A project to improve cell phone coverage in the up-Island towns is moving forward after a meeting between service providers and NStar this week took place to measure poles for the distributive antenna system (DAS).

If all goes as planned, up-Island residents could see improved cell coverage by July 1. Chilmark executive secretary Timothy Carroll met with Verizon, Comcast and NStar Wednesday morning to evaluate what needed to be changed on the existing poles in order to incorporate the system.

The Chilmark selectmen sent a letter to NStar this week seeking cooperation from the company to use their distribution poles and personnel to help install the new system. The project requires many miles of underground fiber to be installed on NStar poles under a pole attachment agreement between NStar and American Tower Corporation, the company contracted to install the system.

“The project brings much-needed communication services for residents, visitors and public safety responders in our communities,” the letter says. “Large areas of Chilmark [and Aquinnah] suffer inadequate or a complete absence of wireless communications services. Many citizens rely solely on wired phone service.”

The project is a joint effort between Chilmark and Aquinnah, where the DAS system is already installed but waiting for an agreement from service providers.

“One of the hold-ups has been that NStar came back with make-ready poles that were too expensive,” Mr. Carroll said at the selectmen’s meeting Tuesday, adding they needed to find something that was appropriately sized and affordable. “It’s looking good that this is going to go forward,” Mr. Carroll said.

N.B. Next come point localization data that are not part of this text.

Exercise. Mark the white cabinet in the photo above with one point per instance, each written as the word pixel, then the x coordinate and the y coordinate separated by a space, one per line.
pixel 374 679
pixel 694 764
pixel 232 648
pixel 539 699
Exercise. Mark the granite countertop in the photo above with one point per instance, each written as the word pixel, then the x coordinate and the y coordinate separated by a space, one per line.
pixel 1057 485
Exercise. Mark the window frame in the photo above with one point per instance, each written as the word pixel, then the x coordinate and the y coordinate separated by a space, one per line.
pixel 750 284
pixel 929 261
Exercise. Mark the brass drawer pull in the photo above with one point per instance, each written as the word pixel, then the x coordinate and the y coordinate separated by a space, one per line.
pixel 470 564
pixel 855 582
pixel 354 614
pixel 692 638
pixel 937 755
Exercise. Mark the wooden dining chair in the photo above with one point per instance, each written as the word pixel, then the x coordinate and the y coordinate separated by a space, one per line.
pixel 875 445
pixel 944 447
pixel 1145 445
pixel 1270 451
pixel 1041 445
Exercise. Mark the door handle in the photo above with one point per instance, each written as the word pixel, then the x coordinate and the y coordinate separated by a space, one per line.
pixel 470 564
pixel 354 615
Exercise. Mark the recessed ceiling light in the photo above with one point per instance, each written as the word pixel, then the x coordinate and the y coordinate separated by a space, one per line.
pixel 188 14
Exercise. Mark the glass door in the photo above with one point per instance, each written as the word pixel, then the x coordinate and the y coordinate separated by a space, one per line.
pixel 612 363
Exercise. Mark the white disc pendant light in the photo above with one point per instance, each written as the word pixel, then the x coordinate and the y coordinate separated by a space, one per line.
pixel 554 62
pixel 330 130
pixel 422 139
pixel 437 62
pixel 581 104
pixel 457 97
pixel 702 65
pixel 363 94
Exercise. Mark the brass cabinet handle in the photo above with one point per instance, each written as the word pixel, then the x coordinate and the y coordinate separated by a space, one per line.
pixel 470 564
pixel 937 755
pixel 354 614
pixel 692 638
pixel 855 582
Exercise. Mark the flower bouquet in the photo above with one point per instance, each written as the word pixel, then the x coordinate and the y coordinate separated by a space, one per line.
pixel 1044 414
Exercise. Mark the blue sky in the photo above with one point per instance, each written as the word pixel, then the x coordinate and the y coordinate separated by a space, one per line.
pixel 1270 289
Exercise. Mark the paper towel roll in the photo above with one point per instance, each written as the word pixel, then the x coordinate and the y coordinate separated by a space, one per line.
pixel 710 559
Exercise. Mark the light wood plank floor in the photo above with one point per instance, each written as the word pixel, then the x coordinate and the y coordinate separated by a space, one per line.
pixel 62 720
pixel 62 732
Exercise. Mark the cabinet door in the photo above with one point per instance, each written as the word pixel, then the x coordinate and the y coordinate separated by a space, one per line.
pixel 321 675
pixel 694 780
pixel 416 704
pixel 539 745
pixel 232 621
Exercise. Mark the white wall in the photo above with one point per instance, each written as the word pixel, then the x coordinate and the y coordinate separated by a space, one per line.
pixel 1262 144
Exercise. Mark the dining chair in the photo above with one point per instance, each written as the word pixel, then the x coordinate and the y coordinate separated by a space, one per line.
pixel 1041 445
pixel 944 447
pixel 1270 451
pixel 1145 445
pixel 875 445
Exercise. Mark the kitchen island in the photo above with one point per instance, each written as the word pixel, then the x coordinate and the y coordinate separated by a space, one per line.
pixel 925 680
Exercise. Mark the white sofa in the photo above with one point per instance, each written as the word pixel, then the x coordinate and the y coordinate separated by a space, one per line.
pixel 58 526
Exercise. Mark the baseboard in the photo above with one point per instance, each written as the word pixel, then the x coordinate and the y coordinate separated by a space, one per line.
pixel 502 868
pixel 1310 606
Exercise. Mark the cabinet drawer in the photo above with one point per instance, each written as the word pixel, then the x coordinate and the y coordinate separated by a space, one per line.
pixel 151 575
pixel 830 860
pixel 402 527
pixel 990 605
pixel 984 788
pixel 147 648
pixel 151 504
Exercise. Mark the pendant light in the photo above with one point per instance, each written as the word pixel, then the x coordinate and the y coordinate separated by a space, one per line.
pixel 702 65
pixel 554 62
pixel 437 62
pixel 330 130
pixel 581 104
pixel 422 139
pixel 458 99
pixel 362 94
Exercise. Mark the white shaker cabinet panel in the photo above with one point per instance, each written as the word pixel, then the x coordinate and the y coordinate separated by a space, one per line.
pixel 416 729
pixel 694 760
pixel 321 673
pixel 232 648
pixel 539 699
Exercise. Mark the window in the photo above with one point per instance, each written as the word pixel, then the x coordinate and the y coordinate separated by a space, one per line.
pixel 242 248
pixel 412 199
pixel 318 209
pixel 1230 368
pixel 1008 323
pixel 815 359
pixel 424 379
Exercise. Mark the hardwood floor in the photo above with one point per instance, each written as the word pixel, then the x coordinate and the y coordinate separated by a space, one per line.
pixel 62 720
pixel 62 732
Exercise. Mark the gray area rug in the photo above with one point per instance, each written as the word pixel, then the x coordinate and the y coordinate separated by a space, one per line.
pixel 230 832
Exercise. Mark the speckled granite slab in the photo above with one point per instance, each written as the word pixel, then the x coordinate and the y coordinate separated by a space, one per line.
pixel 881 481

The selectmen hope to have an installation schedule in two weeks time.

In other business, selectmen were notified that the town’s insurance company has settled a wrongful death suit on behalf of the tri-town ambulance service. Leigh Carroll was found asleep in a car by the side of the road in July 2005, and when the service’s paramedics responded and transported him to the ambulance, Mr. Carroll became extremely combative. He suffered cardiac arrest during the transport, and was pronounced dead at the hospital. The settlement details were not made public.

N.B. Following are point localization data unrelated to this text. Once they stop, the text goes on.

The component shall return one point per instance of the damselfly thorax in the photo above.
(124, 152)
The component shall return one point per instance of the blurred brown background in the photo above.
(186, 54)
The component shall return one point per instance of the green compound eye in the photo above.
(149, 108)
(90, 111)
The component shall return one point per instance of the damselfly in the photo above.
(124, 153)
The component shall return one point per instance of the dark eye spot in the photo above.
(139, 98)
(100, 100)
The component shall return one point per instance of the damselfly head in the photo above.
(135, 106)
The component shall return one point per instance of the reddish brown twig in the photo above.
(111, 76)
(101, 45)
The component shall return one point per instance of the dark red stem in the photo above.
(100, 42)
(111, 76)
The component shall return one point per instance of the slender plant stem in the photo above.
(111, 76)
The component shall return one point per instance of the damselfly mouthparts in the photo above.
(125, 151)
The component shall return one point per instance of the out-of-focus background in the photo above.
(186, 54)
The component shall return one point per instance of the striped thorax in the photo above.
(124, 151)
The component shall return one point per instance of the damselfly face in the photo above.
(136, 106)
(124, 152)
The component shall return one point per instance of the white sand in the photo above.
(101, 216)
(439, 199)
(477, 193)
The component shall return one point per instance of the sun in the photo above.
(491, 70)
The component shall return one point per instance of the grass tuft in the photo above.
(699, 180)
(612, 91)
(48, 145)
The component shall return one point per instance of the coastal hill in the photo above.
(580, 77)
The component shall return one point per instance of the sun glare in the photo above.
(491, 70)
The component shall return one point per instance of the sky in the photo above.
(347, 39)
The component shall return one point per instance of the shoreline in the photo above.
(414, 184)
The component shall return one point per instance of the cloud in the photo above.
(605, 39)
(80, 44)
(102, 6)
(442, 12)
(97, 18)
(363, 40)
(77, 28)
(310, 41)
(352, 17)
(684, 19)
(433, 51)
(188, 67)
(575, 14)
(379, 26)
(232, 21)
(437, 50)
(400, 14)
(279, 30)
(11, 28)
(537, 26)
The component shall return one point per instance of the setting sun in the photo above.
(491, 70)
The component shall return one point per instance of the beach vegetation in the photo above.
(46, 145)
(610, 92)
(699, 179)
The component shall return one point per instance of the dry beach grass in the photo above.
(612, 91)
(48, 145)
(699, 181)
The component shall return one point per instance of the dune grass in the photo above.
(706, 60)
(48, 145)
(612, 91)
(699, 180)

And the town board of health has submitted a plan to the state for dealing with a water quality issue at the Chilmark Community Center. Total coliform was found in several water samples at the community center, but not at the neighboring school or library. Total coliform is an indicator bacteria; tests have shown that e coli and fecal contaminants are not present.

“We have total coliforms in there somewhere that aren’t coming straight from 70 feet underground,” town health inspector Marina Lent said yesterday afternoon. “We’ve replaced the filter and hope it will solve the problem.”